4

Is it possible to display a plot only if a condition is met and to hide other plots if the condition is met?

I tried to work with conditionalPanel(). It works and shows the plot if the condition is met but it also shows the other two plots. I want to display coolPlot and coolPlot_2 only if the selected input is

"X1_P"   "X2_S"   "X3_W"   "X4_S"   "X5_P"   "X6_P"   "X7_P"  
"X8_S"   "X9_P"   "X10_P"  "X11_P"  "X12_I"

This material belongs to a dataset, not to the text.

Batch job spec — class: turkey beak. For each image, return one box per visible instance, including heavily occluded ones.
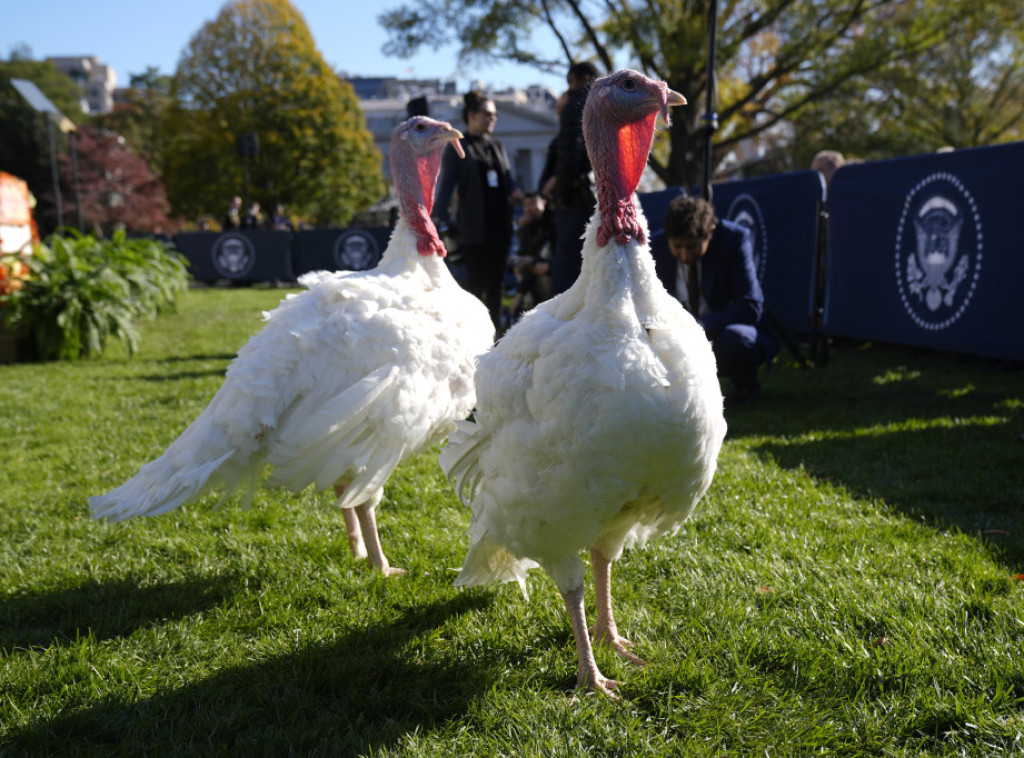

and coolPlot_3 has to be shown only if "X13_K" is selected and the other two panels should be hidden. I've used the following code.

    ui = fluidPage(
  titlePanel("Data Visualization"),
  sidebarLayout(
    sidebarPanel(
                 uiOutput("variableOutput"),
                 uiOutput("text1Output")
    ),
  mainPanel(
    conditionalPanel(
      condition = "input.variableOutput != 'X13_K'",
      plotOutput("coolPlot")),
    br(),
    br(),
    conditionalPanel(
      condition = "input.variableOutput != 'X13_K'",
      plotOutput("coolPlot_2")),
    conditionalPanel(
    condition = "input.variableOutput == 'X13_K'",
  plotOutput("coolPlot_3")),
  br(),
  br(),
  dataTableOutput(
    "coolTable"
      )
    )
  )
)

As has been suggested by Nice, I am also posting the server code.

server = function(input,output){
  output$variableOutput = renderUI({
    selectInput("VariableInput",
                "Variable auswählen",
                choices = colnames(training)[-1] ,
                selected = 2)


  })

  plot_data = reactive({frame = as.data.frame(cbind(training[,"flag"],
                                             training[,input$VariableInput]))

                        frame[,1] = as.logical(frame[,1])

                        return(frame)

  })

  mean_data = reactive({data.frame(flag = c("2","1"),
                                   data = c(weighted.mean(training[,input$VariableInput][training$flag==1],
                                             training$weight[training$flag==1]),
                                            weighted.mean(training[,input$VariableInput][training$flag==0],
                                             training$weight[training$flag==0])))
  })
    output$coolPlot_3 = renderPlot({

      if (is.null(input$VariableInput)) {
        return(NULL)
      } 

      numb_classes = length(levels(training[,input$VariableInput]))

      row_names = levels(training[,input$VariableInput])

      plot_data_2 = data.frame(klassen   = character(numb_classes),
                               index = numeric(numb_classes),
                               stringsAsFactors = FALSE)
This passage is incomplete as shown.